Indispensable AAs are either not synthesized or cannot be synthesized in sufficient quantities endogenously to support protein synthesis and other metabolic functions and therefore must be provided in the diet. To be utilized for metabolic functions, dietary AA must first be digested through enzymatic hydrolysis of proteins, followed by absorption via enterocytes into circulation (Stein et al., 2007). Therefore, impaired intestinal barrier function, which mediates nutrient absorption, can negatively affect AA uptake. Maintaining or restoring gut health enhances the surface area for nutrient absorption, which in turn increases circulating AA (Farré et al., 2020). Measuring postprandial AA concentrations provides valuable insights into gut barrier integrity and response to a meal. To our knowledge, no other studies have reported postprandial AA response in dogs supplemented with brewers yeast. However, numerous studies that measure digestibility, which underpins postprandial AA appearance, have been conducted in other species receiving yeast supplementation. When measured in yeast-supplemented pigs, postprandial AA concentrations are variable, though largely suggestive of a beneficial effect of the yeast supplement (Mateo and Stein, 2007; Moehn et al., 2010; Xiong et al., 2015; Wu et al., 2018; Park et al., 2021).
In this study, measurable differences were observed in postprandial AA concentrations in the test population, particularly for serum Trp, His, and GSH. Trp is involved in the gut–brain axis through 3 primary pathways: serotonin synthesis, the kynurenine pathway, and the microbial indole pathway (Roth et al., 2021). Trp is the only substrate for serotonin synthesis, which occurs predominantly in the distal GIT (Boadle-Biber, 1993), almost entirely by enterochromaffin cells (ECs) in the intestinal mucosa. Released serotonin impacts gut signaling (Gershon et al., 1977; Mawe and Hoffman, 2013), motility (Browning, 2015), intestinal homeostasis (Reigstad et al., 2015), vasoreactivity (Mohammad‐Zadeh et al., 2008), and immune cell activity (Herr et al., 2017). While most Trp oxidation via the kynurenine pathway occurs in the liver, a portion occurs in the brain and GIT (Roth et al., 2021). The activity of indoleamine 2,3-dioxygenase (IDO), the enzyme degrading Trp to kynurenine, is induced by proinflammatory cytokines and microbial components (Yi et al., 2015), and influenced by short chain fatty acids (He et al., 2013). Kynurenine crosses the blood—brain barrier affecting neural signaling. Lastly, gut bacteria expressing tryptophanase convert Trp to indole and its derivatives (e.g., indole-3-acetate, indole-3-propionic acid), which can attenuate inflammation (Ehrlich et al., 2020), activate aryl hydrocarbon receptors influencing immune responses (Esser et al., 2009), and inhibit dysbiosis (Zelante et al., 2013; Lamas et al., 2016).

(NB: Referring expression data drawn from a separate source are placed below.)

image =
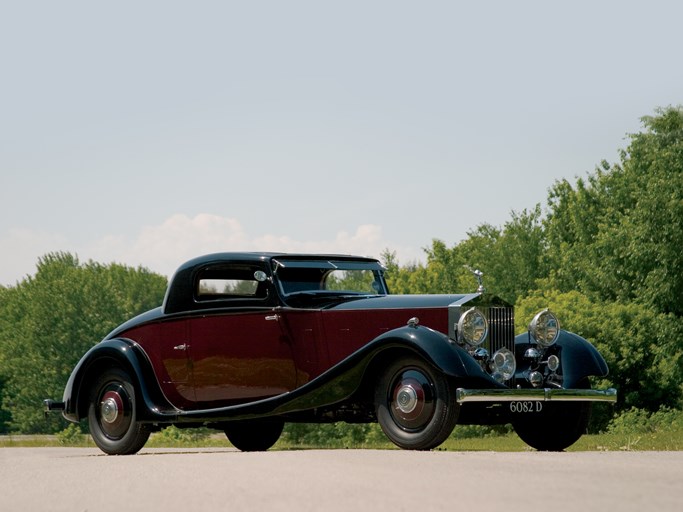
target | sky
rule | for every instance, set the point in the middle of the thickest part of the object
(151, 132)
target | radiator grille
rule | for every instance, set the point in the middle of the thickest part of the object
(501, 331)
(501, 328)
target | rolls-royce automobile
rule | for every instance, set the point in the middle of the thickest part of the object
(245, 342)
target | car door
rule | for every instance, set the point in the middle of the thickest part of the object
(240, 357)
(238, 351)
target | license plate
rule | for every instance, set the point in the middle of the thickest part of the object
(526, 407)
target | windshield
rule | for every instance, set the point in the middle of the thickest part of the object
(330, 277)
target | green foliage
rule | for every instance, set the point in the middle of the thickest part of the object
(48, 321)
(617, 235)
(606, 257)
(174, 436)
(641, 347)
(639, 421)
(512, 260)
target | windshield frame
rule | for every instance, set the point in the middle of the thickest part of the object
(309, 276)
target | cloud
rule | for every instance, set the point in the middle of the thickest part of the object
(163, 247)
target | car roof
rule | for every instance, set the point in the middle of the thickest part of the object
(180, 289)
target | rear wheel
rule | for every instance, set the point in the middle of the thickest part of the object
(254, 435)
(558, 426)
(414, 404)
(112, 415)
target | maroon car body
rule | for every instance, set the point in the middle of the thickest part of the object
(245, 342)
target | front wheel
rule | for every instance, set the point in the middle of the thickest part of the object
(415, 406)
(112, 415)
(254, 435)
(557, 427)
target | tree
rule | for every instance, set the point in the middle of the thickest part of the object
(47, 322)
(617, 235)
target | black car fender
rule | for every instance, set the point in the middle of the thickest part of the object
(116, 352)
(435, 348)
(578, 357)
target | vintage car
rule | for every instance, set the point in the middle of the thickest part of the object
(245, 342)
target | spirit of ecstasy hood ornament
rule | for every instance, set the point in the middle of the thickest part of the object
(479, 275)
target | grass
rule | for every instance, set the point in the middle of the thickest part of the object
(500, 443)
(633, 430)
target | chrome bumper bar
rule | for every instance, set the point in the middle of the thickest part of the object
(535, 395)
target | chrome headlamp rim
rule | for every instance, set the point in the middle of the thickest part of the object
(473, 328)
(545, 328)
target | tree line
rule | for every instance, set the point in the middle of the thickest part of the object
(605, 253)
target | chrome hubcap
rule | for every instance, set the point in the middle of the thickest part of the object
(109, 410)
(406, 399)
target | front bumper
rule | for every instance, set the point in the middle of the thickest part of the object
(463, 395)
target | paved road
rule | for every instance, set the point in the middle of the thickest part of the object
(82, 479)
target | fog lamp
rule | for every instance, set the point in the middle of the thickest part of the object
(503, 365)
(553, 363)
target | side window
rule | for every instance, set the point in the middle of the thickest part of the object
(231, 282)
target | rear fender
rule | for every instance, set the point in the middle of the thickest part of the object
(117, 352)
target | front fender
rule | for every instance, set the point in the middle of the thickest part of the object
(578, 358)
(439, 350)
(106, 354)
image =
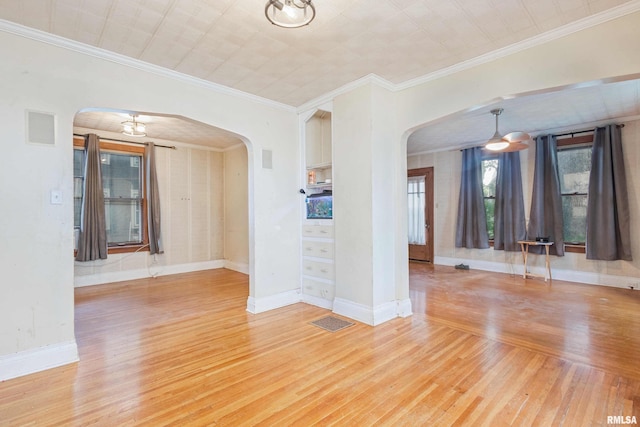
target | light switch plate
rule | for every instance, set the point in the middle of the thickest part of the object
(56, 197)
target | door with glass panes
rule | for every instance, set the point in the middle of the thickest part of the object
(420, 213)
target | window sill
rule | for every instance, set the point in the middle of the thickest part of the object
(123, 249)
(576, 249)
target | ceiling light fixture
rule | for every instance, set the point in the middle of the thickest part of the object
(514, 141)
(290, 13)
(134, 128)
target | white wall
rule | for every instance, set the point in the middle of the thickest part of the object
(36, 295)
(371, 284)
(236, 209)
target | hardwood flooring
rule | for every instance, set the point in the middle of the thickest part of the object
(481, 349)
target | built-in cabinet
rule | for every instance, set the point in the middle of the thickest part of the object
(318, 151)
(317, 253)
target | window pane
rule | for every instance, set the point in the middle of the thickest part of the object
(123, 221)
(489, 176)
(574, 166)
(489, 208)
(78, 173)
(120, 175)
(415, 208)
(574, 213)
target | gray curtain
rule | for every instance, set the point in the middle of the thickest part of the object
(510, 224)
(92, 241)
(545, 218)
(608, 231)
(471, 227)
(153, 201)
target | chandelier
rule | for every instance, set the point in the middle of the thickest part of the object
(133, 127)
(290, 13)
(514, 141)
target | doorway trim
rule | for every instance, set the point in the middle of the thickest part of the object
(428, 206)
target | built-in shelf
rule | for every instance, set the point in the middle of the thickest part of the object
(320, 185)
(321, 166)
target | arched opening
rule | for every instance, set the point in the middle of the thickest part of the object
(561, 110)
(205, 197)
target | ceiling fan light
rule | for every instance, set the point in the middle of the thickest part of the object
(513, 141)
(498, 145)
(290, 13)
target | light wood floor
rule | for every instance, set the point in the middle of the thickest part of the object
(481, 349)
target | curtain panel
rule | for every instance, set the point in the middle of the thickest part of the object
(471, 225)
(92, 241)
(608, 218)
(153, 201)
(510, 223)
(545, 218)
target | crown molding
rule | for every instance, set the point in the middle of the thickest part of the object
(582, 24)
(564, 129)
(96, 52)
(362, 81)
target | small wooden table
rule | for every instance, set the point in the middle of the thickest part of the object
(524, 246)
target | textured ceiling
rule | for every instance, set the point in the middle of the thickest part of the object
(229, 42)
(158, 127)
(561, 111)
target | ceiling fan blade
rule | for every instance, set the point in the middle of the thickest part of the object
(515, 146)
(516, 137)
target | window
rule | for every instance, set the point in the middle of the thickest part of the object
(489, 177)
(574, 167)
(122, 182)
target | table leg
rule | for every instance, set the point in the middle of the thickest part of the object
(547, 264)
(524, 247)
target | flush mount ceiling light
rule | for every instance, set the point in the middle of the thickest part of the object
(514, 141)
(290, 13)
(134, 128)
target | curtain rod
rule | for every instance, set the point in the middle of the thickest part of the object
(173, 147)
(581, 131)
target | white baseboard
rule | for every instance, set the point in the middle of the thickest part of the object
(585, 277)
(37, 359)
(143, 273)
(404, 308)
(317, 301)
(370, 315)
(236, 266)
(271, 302)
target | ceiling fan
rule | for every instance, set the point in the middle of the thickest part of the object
(514, 141)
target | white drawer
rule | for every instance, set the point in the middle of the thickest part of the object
(318, 269)
(317, 249)
(317, 231)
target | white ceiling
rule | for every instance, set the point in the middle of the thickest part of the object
(229, 42)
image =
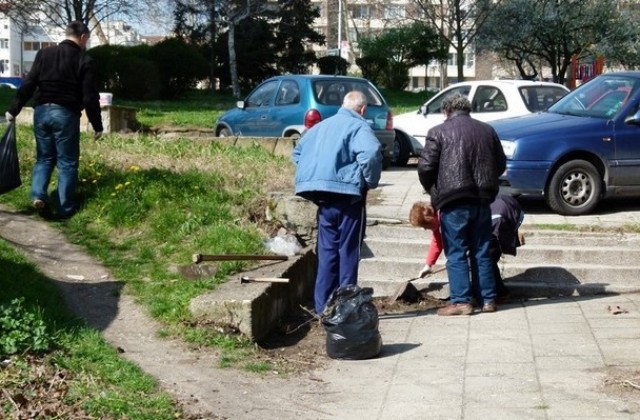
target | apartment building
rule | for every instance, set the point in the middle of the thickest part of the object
(344, 22)
(19, 46)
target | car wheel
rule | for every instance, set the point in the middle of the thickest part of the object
(574, 188)
(401, 150)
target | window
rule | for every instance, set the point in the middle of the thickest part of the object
(288, 94)
(488, 99)
(394, 11)
(263, 94)
(31, 45)
(469, 59)
(360, 11)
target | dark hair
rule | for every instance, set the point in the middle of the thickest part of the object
(76, 29)
(456, 102)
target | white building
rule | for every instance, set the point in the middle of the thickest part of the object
(344, 21)
(18, 48)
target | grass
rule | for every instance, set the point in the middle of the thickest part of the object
(86, 374)
(146, 206)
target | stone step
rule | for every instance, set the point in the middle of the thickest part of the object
(530, 253)
(532, 234)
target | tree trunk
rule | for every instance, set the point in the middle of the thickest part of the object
(233, 64)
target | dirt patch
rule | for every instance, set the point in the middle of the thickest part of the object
(299, 343)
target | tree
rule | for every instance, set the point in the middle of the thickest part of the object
(294, 32)
(402, 48)
(61, 12)
(458, 21)
(554, 31)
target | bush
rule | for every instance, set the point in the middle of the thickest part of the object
(180, 66)
(22, 329)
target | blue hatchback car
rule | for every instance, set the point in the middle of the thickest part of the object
(285, 106)
(584, 148)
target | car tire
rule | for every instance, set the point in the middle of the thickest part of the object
(402, 150)
(574, 189)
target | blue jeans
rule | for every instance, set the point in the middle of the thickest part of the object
(466, 237)
(57, 132)
(340, 233)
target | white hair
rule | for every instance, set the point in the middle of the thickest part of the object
(354, 100)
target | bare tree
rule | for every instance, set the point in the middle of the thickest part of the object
(234, 12)
(457, 21)
(60, 12)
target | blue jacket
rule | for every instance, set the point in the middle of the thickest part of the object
(338, 155)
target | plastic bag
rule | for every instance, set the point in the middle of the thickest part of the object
(284, 245)
(351, 323)
(9, 164)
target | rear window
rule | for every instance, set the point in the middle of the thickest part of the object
(331, 92)
(539, 98)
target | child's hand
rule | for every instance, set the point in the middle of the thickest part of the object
(425, 270)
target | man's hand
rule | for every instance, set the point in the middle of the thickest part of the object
(425, 270)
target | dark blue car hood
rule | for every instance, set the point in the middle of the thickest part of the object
(543, 122)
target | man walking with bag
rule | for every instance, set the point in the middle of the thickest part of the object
(62, 79)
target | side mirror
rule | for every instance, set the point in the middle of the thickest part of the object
(633, 119)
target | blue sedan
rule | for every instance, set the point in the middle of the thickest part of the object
(584, 148)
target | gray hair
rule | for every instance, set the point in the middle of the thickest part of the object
(456, 102)
(354, 100)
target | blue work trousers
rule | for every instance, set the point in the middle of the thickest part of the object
(466, 237)
(340, 233)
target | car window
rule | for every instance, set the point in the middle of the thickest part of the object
(435, 106)
(331, 92)
(539, 98)
(601, 97)
(262, 95)
(288, 93)
(488, 99)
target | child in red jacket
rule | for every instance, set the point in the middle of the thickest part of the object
(506, 218)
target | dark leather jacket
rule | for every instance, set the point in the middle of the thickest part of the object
(461, 162)
(62, 75)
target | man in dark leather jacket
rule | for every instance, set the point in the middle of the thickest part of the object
(62, 80)
(459, 167)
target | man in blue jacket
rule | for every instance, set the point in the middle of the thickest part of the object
(62, 80)
(337, 162)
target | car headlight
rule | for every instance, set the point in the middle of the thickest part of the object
(509, 147)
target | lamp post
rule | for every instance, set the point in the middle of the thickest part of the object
(339, 28)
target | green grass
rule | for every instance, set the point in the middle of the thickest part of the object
(100, 383)
(147, 205)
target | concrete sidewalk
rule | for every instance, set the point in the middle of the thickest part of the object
(560, 358)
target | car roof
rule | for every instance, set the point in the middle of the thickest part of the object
(507, 82)
(314, 77)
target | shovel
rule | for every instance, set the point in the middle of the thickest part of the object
(408, 292)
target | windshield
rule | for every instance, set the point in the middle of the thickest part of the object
(601, 97)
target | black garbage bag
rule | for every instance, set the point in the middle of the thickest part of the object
(9, 164)
(351, 323)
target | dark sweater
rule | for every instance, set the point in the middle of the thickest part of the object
(62, 75)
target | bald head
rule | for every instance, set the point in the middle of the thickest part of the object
(355, 101)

Yeast supplementation, potentially through its documented effects on gut barrier function (Rummell et al., 2022), its influence on microbial populations, or its local immune-modulatory properties, could influence these Trp metabolic pathways. For instance, enhanced barrier integrity could increase Trp absorption across the enterocytes. Alternatively, alterations in the microbiome induced by yeast could shift the balance of Trp degradation versus microbial synthesis, or modulation of inflammatory cytokines (potentially reducing IDO induction) could decrease Trp catabolism via the kynurenine pathway. The importance of Trp availability for gut health, particularly during impaired intestinal integrity, is well-documented (Shizuma et al., 2009; Kim et al., 2010; Ooi et al., 2011; Hisamatsu et al., 2012; Liu et al., 2017; He et al., 2018), highlighting the potential significance of interventions that can enhance its postprandial appearance.

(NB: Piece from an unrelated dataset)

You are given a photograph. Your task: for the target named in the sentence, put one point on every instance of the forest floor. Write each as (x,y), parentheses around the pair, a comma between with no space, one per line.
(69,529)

No studies have evaluated the effects of supplemental yeast on circulating Trp in dogs or other species. In dogs undergoing exercise training and supplemented with Trp to achieve a Trp to large neutral AA (LNAA; Tyr, Phe, Leu, Ile, Val) ratio of 0.075:1, higher concentrations of both fasted and postprandial Trp, Trp:LNAA, and serotonin were observed compared to a control group (Templeman et al., 2020). These dogs were also more likely to have improved stool quality (Templeman et al., 2020). While the dogs in the present study were not undergoing exercise training as part of the protocol, they did engage in regular exercise beginning in week 3 of the Trt period. Additionally, dogs in the current study showed reduced fasted serum Trp concentrations at week 4 compared to week −1. This decline coincides with the onset of their training season, suggesting increased utilization of Trp during this period. Interestingly, although the dogs in the case study group had lower fasted serum Trp concentrations at week 8 compared to baseline, all postprandial samples were higher than their fasted counterparts and when compared to the same timepoints at week −1. Therefore, the observed increase in postprandial serum Trp in the Trt group, especially in dogs starting with impaired permeability, likely reflects improved intestinal function potentially driven by yeast supplementation. This could stem primarily from enhanced absorption secondary to improved barrier integrity (Rummell et al., 2022), possibly coupled with reduced Trp utilization or altered microbial metabolism within the GIT influenced by the yeast. While no definitive conclusions can be drawn from the present study, further research into the effects of yeast supplementation in exercising dogs is needed to assess its impact on gut barrier function and nutrient absorption.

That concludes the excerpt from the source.